Throughout modern Nigeria’s history, religious fundamentalism
has created fear and violent conflict. Although Islamic fundamentalism has threatened to supplant traditional Islam throughout the world, Nigeria’s Sokoto caliphate will likely remain firmly opposed to any form of jihadist extremism that tries to establish itself in the region or challenge the caliphate’s growing influence.
The caliphate’s arguably moderate interpretation and application of Shar’ia law in the northern Nigerian states will likely
prove a stabilizing force, bringing order and structure along the
vast Sahel region of the southern Sahara Desert.

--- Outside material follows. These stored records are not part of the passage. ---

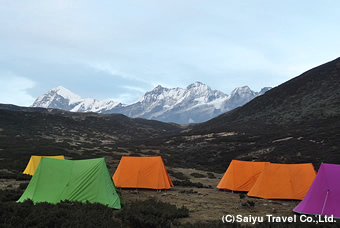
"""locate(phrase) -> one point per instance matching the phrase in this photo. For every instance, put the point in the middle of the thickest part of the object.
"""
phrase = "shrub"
(151, 213)
(188, 183)
(197, 175)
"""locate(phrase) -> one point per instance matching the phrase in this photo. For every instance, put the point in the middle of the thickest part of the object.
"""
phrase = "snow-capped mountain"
(62, 98)
(196, 103)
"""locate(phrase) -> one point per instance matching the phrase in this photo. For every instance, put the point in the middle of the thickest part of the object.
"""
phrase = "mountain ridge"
(197, 103)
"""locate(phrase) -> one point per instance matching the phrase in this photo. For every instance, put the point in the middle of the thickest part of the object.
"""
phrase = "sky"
(119, 50)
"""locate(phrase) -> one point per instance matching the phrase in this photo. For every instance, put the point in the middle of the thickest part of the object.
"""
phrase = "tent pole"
(324, 204)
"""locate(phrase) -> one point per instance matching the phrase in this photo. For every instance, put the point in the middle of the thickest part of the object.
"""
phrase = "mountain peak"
(62, 91)
(196, 85)
(196, 103)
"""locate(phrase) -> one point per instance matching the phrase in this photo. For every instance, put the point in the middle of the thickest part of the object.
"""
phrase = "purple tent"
(323, 196)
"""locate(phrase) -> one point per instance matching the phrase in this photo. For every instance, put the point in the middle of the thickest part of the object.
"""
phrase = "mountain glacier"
(197, 103)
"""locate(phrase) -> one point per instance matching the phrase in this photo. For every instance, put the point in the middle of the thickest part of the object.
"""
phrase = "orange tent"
(34, 162)
(142, 172)
(284, 181)
(241, 175)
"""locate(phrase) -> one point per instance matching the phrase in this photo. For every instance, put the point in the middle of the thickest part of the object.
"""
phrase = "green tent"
(83, 180)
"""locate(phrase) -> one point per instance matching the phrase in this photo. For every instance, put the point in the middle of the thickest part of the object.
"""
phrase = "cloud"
(14, 89)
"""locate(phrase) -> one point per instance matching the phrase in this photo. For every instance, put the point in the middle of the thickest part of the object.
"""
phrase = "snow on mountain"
(197, 103)
(62, 98)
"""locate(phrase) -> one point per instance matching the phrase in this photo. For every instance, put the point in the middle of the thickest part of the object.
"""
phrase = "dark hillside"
(296, 122)
(312, 96)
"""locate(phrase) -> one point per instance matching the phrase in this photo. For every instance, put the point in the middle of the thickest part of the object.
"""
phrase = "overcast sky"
(118, 50)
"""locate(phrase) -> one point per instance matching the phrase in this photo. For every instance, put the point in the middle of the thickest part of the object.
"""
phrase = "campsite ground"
(205, 204)
(210, 204)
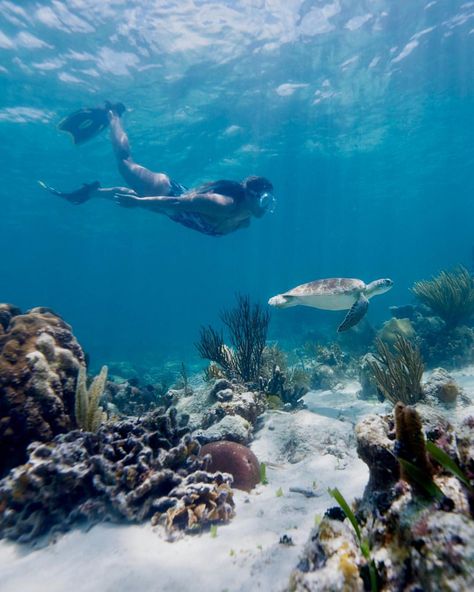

By contrast,Nigeria’s Christian south has both benefited from biblical morality and suffered from gang-like criminality as evidenced by the rise of vigilante groups such as the Bakassi boys, who sought exact justice for real and perceived injustices.
By 2020 the continued consolidation of wealth in the hands of a few southern oligarchs may succeed in“professionalizing” this criminality. With religious passions contained and these criminal elements functioning as private commercial family enterprises, the likelihood for religious conflict between the Islamic north and the Christian/animist south will be reduced.
As the Muslim population is now the dominant population in
Nigeria, the Sokoto caliphate will take pains to contain the passions of its youth by inculcating them with their interpretation of
the basic tenets of Islam while commanding respect for Shar’ia law and Nigerian federal law.
The result of the careful cultivation of their large and growing youth population is stability and religious homogeneity in the north.
Based on the caliphate’s political calculus, this stability is necessary for the Islamic leaders to implement a new grand political-theocratic strategy, which will bring them full political power and the opportunity to establish an Islamic Republic in the scheduled 2031 elections.